Firing back, White House chief economic adviser Lawrence Summers defended the administration’s efforts on the jobs front and wrote to the Republican leaders that Obama was “committed to not repeating the fiscal mistakes of the last eight years.” House Minority Leader John Boehner, R-Ohio, said Monday said stimulus spending and other Democratic initiatives “are the wrong approach.”
Another sign of continuing distress: Applications for Social Security retirement benefits are up 23 percent from last year, a much larger jump than in other recessions.
The surge is due to a rush of baby boomers filing for early retirement. Signing up for Social Security benefits as early as age 62 can be an immediate source of income for laid-off older workers, but it’s also a troubling sign of the scarcity of jobs.
Despite some signs of recovery, the economy remains fragile. Consumer spending — which powers two-thirds of economic output — remains weak. Yet the widespread view among economists is that the recession has ended and that the economy grew in the just-ended third quarter.
So how can it be over if things are still so bad?
A recession is most simply defined as a period when the gross domestic product falls for at least two quarters. It had been doing that since the July-September quarter of 2008, although most economists believe the GDP has now reversed course and rose in the past few months.

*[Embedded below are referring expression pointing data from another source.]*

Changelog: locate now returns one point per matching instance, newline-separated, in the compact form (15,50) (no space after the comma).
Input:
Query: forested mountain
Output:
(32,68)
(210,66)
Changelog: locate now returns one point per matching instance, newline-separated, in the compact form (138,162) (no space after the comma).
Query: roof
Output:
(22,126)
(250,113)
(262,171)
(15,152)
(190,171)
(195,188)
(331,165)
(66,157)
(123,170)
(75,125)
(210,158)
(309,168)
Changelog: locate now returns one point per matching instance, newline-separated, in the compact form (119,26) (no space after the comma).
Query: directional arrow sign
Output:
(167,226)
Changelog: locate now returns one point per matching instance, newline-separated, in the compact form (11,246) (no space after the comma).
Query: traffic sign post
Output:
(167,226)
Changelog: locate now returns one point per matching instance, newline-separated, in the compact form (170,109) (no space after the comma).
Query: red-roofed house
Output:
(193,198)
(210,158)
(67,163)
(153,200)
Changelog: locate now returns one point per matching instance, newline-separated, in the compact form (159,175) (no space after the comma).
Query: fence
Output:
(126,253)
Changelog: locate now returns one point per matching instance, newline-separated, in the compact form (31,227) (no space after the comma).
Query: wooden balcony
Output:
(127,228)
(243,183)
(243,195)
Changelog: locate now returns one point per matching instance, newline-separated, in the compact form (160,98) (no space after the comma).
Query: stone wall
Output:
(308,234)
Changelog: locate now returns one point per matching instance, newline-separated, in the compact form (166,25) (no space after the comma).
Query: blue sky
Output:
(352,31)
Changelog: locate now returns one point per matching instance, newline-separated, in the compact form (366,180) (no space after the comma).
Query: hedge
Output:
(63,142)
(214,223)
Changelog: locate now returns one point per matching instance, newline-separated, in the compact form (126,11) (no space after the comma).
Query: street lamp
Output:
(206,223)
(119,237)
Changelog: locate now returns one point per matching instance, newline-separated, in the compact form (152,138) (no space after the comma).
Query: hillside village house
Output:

The Business Cycle Dating Committee of the National Bureau of Economic Research is generally seen as the authoritative arbiter for dating U.S. recessions. It takes other things into account besides GDP, including employment levels, real personal income, industrial production, and wholesale and retail sales.
It dated the beginning of the current recession as December 2007 — and hasn’t yet called an end.
Economists agree that unemployment is a lagging indicator and can remain high long after a recession is pronounced over, continuing to inflict pain on those still out of work or worried about their jobs. That why it’s hard for such workers to understand how the recession can be deemed over.
It’s an important political dynamic as 2010 midterm elections approach.
At some point, continued job losses could easily push the economy back into negative territory, for a “double-dip” recession.
Hedge fund manager Doug Kass, founder and president of Seabreeze Partners Management, questions the ability of the economy to mount a self-sustaining recovery under continued elevated joblessness and wage deflation. “The consumer remains the Achilles’ heel of the economy,” he wrote recently.
Republicans claim continuing job losses signal a failure of the $787 billion Obama-driven stimulus legislation. “That is not what the American people were promised,” said House Republican leader John Boehner of Ohio.
White House aides concede they missed the mark with their January estimate that the stimulus package would keep unemployment from rising above 8 percent. But they insist things would be far worse had the stimulus not passed.
White House Budget Director Peter Orszag suggested the stimulus package added 2 to 3 percentage points, on an annualized basis, to U.S. economic activity from April through September. “If the economy remains fragile, additional options will be considered,” he said in a recent interview with The Associated Press.
Among measures being studied by the White House and congressional Democrats: extending and expanding a $8,000 tax credit for first-time home buyers due to expire at the end of next month; and tax breaks for companies that add jobs.
Rob Shapiro, an economist who was a top official in President Bill Clinton’s Commerce Department, sees “substantial, continued job losses” for some time if the government doesn’t take more aggressive steps to foster job growth.
In the meantime, the Obama administration should “prepare the American people to wait a while for real results,” said Shapiro, now with a Democratic think tank called NDN.